"Say cheese!" My mother who seemed unusually excited chimed in her shrill voice to grab the attention of the room full of people, standing in scattered small clusters, as she took pictures of them and their loud smiles. A moment captured in time forever, a memory which would hardly ever be recalled again but it succeeded in achieving what she wanted.
To show how happy and silly we were. The truth? Not so much.
That was the point. These pictures, these happy smiles, these parties, it has always been the point. To avoid suspicion, to act normal, to blend in. Getting people's affirmations felt like having a subconscious conscience where everything they did was justified, and they knew that if something ever happened then they will always be supported by these people who didn't know the harsh reality of their true faces.
She tucked a strand of her blonde hair behind her ear as for a moment her facade broke and with that still pearly white smile on her face she spotted me and looked at me in a certain way which I was too familiar with.
I stood out like a sore thumb here. In my white dress, neatly pleated hair, emotionless face, quiet and alone. It didn't come to me, naturally or unnaturally. As if that piece was missing from me, snatched away. I couldn't bring myself to even smile back at the several smiling faces that would often questioningly look at me and perhaps wonder what was wrong with this sunken-eyed girl with a dark cloud all around her. Something that repelled everyone around.
I turned away and walked to another room in search of a safe place where the chatter wasn't so loud, and I was invisible to the prying eyes of the people whose attention was on people other than me even if it was for one day. A day that I always looked forward to for reasons not common to most.
Upstairs looked like a good option but an option I was not provided. My grounds were strictly restricted to the three rooms downstairs occupied by the people to show that I was doing okay. I am fine. So that the screams or quiet whispers, whatever reached them were wrong and just something they might have imagined or heard were false tales.
The living room, the study, and the dining room.
None of them were empty yet the only available options I could choose from. Walking into the study room felt overwhelming because I was never allowed there. It was a mixed feeling of cautiousness and something new that I hardly ever felt. Peace.
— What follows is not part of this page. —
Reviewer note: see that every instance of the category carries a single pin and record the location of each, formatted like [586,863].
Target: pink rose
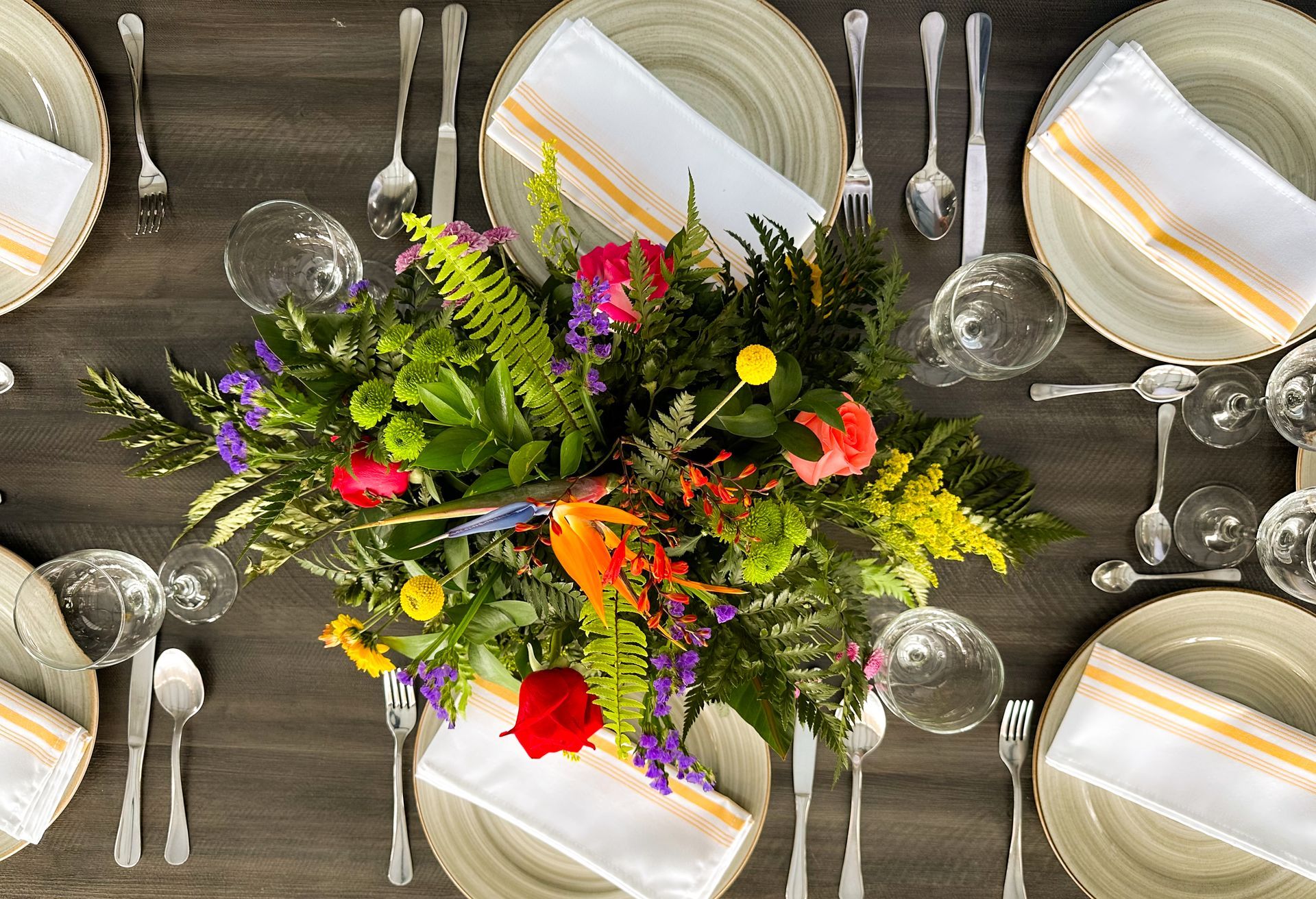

I walked over to the windowsill and sat on the tufted cushion with a soft sigh on my lips. Pulling my knees up to my chest, trying to warm my cold self as the night glistened outside in the moonlight, on the snowflakes that drifted softly down on the earth. Quietly, making sure to not bother anyone. It must be cold outside too.
Their voices still loud and clear, it was hard to be alone. Well, I was never really alone, and yet I always was. Their eyes always on mine some way or the other. Making sure I didn't break the rules, making sure I did what I was told to do, making sure I kept quiet, making sure I pretended when they wanted me to.
I was good at pretending. Always have been. Like right now as I pretended to walk perfectly fine with a sprained ankle, bruises and cuts on my back, arms and a harmless, perfectly reserved, stoic face devoid of any emotions. I'd give myself that. I was good at pretending.
Sometimes if I tried enough, just hard enough...I could even pretend that I wasn't here.
A deep sigh closed eyes and I could pretend. The voices died down around me as I breathed and let myself breathe as deeply as I could. Feeling the chill cocoon, hold me in its prickling yet gentle caress. I was there. Alone. With no one around. Just me.
Only if that was true.
I didn't notice the stranger that stood in that room, staring at me with eyes sharper than the ones I was used to. A mind so dark and twisted that in a way you can't deny the genius his dexterous abilities because the plans he had swirling in his head from the moment he laid eyes on me was something no one could foresee.